First we walked to the remains of the Avenue of Sphinxes, a 1.7 mile long road which was lined on both sides with more than 1,050 statues of sphinxes and rams that connected Karnak to Luxor Temple. That's a lot of statues!
As we walked up to the temple, the first thing we saw was the last remaining obelisk in Luxor. This one has a twin which was gifted to the city of Paris and is at the Place de Concorde.
3,400 year old Luxor Temple was built over hundreds of years. Pharaoh Amenhotep III started the construction, both Tutankhamun and Horemheb added to it, and then Rameses II finished it.
The temple was buried under the streets of Luxor for thousands of years. This mosque was actually built right on top of it and you can still see the door, red painted around it, where the street would have been!
You'd think we would have been "ruined" by this time but everything is so damn fascinating! It was also really cool to walk through the temple as dusk turned into night.
Luxor souk is just across the street so Gaber took us inside to do a little shopping. We all found the merchants to be particularly aggressive about making a sale. If you even glanced at something they were right there starting to sell you.
We all did end up buying some scarves as the weather had turned colder than we had expected (and packed) for. But it was an ordeal even with Gaber! This isn't a locals market so they are use to tourists.

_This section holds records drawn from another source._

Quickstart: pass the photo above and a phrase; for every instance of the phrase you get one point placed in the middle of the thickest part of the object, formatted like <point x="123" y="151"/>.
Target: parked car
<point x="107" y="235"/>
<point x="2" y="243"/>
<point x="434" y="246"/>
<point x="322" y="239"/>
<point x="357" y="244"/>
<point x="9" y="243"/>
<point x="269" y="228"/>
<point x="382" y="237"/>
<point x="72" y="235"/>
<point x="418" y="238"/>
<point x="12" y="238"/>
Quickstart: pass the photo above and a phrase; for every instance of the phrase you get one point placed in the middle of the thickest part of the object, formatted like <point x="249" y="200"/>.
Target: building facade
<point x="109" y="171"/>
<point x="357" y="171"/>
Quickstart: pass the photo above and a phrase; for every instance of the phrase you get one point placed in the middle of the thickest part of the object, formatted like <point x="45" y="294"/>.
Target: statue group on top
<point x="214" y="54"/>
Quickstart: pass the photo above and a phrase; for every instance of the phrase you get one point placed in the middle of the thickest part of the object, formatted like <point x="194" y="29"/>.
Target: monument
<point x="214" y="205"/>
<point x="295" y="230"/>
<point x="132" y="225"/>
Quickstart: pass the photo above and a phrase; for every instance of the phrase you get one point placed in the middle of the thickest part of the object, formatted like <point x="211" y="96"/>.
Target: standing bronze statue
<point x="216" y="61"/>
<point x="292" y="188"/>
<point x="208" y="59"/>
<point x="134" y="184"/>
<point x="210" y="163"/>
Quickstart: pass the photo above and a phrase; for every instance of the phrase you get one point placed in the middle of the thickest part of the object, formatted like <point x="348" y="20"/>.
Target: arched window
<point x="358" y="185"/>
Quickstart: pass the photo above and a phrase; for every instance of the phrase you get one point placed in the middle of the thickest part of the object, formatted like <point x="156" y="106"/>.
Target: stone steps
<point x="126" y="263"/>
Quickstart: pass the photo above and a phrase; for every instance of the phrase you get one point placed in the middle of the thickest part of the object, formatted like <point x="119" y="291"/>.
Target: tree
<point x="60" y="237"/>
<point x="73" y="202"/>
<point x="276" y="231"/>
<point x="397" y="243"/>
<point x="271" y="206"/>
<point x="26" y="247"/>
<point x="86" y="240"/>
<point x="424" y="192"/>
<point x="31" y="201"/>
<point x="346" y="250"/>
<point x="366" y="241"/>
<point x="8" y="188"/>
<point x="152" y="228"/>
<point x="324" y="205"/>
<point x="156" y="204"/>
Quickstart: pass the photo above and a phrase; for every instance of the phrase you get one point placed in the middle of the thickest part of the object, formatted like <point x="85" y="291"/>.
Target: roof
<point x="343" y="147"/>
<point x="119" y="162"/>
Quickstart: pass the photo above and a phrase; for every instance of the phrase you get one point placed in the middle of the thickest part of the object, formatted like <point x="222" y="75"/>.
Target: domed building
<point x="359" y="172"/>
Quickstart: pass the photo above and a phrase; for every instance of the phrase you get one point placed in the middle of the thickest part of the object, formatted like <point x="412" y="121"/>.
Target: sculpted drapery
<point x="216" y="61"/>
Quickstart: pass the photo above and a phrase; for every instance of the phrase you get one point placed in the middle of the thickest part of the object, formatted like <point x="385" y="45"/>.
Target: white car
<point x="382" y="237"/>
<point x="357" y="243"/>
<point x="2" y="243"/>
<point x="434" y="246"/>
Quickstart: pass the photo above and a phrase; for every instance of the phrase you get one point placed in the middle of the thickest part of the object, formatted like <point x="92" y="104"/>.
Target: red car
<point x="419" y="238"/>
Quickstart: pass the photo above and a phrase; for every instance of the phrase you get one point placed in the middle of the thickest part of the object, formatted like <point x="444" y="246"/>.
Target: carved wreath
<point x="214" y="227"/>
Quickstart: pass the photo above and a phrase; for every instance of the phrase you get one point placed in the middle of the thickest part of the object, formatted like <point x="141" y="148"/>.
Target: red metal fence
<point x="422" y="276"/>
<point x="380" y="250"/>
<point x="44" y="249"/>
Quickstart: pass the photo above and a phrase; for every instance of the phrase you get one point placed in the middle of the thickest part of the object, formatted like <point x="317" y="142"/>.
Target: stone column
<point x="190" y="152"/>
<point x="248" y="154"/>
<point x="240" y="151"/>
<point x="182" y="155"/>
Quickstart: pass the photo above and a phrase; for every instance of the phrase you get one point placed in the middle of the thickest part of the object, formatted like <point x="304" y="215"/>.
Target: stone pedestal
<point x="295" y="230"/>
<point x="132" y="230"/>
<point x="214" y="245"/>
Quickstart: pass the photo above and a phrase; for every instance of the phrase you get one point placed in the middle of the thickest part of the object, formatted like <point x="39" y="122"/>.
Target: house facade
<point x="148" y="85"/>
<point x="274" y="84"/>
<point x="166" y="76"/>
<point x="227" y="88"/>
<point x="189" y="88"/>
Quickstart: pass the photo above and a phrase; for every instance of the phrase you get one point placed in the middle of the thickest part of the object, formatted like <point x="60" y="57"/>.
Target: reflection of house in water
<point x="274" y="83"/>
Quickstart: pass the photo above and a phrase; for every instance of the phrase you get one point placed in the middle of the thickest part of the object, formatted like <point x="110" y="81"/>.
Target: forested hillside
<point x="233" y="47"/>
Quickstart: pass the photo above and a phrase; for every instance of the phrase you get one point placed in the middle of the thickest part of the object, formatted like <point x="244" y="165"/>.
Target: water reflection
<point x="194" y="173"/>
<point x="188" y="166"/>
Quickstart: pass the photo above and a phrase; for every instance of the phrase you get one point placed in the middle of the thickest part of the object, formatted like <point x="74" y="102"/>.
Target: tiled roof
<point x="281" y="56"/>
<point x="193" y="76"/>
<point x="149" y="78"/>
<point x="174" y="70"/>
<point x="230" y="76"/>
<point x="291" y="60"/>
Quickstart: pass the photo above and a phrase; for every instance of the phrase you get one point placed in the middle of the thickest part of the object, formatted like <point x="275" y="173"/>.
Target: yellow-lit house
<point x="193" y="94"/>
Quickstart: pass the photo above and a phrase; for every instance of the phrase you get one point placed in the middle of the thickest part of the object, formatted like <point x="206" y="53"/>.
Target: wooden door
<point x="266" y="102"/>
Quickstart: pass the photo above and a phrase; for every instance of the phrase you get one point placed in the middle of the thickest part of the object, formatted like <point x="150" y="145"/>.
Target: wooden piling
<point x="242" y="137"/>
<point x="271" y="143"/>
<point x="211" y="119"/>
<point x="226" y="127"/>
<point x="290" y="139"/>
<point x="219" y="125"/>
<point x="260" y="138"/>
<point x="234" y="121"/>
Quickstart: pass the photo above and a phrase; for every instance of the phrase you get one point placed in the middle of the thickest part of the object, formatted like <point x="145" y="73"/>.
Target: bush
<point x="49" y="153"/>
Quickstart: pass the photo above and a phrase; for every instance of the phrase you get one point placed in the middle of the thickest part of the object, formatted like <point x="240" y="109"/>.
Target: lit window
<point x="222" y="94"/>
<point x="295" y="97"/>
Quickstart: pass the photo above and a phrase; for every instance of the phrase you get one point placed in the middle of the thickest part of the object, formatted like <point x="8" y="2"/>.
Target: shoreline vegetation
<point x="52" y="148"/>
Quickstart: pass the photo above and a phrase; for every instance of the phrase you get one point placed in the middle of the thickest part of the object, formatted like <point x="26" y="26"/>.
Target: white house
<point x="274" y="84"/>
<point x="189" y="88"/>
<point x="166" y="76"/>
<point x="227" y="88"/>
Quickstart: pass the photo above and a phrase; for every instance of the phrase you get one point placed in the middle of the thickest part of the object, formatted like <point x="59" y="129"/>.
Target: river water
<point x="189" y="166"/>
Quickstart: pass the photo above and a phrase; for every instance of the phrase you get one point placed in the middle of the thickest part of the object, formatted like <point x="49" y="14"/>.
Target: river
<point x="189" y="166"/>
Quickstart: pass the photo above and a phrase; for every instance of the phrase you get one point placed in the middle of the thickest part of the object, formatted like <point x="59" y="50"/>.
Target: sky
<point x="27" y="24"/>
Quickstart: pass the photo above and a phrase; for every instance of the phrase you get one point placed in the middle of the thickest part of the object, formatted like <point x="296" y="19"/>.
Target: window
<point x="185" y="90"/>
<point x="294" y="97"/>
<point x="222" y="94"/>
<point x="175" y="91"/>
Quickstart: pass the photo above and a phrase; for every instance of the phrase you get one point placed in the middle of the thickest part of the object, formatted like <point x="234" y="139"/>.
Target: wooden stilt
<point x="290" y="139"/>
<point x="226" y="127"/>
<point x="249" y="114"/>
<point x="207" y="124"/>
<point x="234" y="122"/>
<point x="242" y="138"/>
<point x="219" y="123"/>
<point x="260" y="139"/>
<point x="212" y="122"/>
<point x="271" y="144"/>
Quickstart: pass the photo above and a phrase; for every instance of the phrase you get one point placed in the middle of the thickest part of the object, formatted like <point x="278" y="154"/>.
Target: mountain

Phew! It had been a long day! We said goodbye to Gaber and headed to the Royal Bar at the Winter Palace Sofitel Hotel. Martinis were had! Maybe 2! Pro tip: if you are in need of a cocktail in Egypt your best bet is to head to one of the large international hotels.
We called a driver that the hotel had introduced us to the night before for a ride back to the West Bank and spent the rest of the evening chilling out in the Embrace Hotel's lovely garden.
On our last day, Christmas Eve, we were supposed to go for a sunrise hot air balloon ride over the valley. Unfortunately this was canceled due to high winds. Fortunately we got to sleep in and had a ½ day to just relax in the gardens of the hotel.
Gaber met us after lunch and we walked down to the banks of the Nile. He pointed out some interesting things along the way, including homes that had paintings on them signifying that members of the home had made the pilgrimage to Mecca.
We'd see this throughout our travels around Egypt. Much easier to decipher than hieroglyphics!
Our afternoon was spent on a private felucca, a traditional simple wooden sailboat. We had invited Gaber to join us and we all had a great time sailing around the Nile, taking in amazing views of the Luxor Temple from the water, and checking out the other boats.
We had an early dinner at Banana Island which is also a restaurant. After filling up on hummus, kefta, and a delicious soup we were given a huge bunch of bananas to take with us. It's a thing I guess!
Back on the boat, we shared them with the captain and his "sail boy" while sipping on hot mint tea and literally sailing off in the sunset.
What an outstanding end to an amazing time in Luxor! We absolutely loved Gaber our guide (see prior post for his contact info) and we all felt like we learned a lot about the pharaohs, temples, and tombs in the area.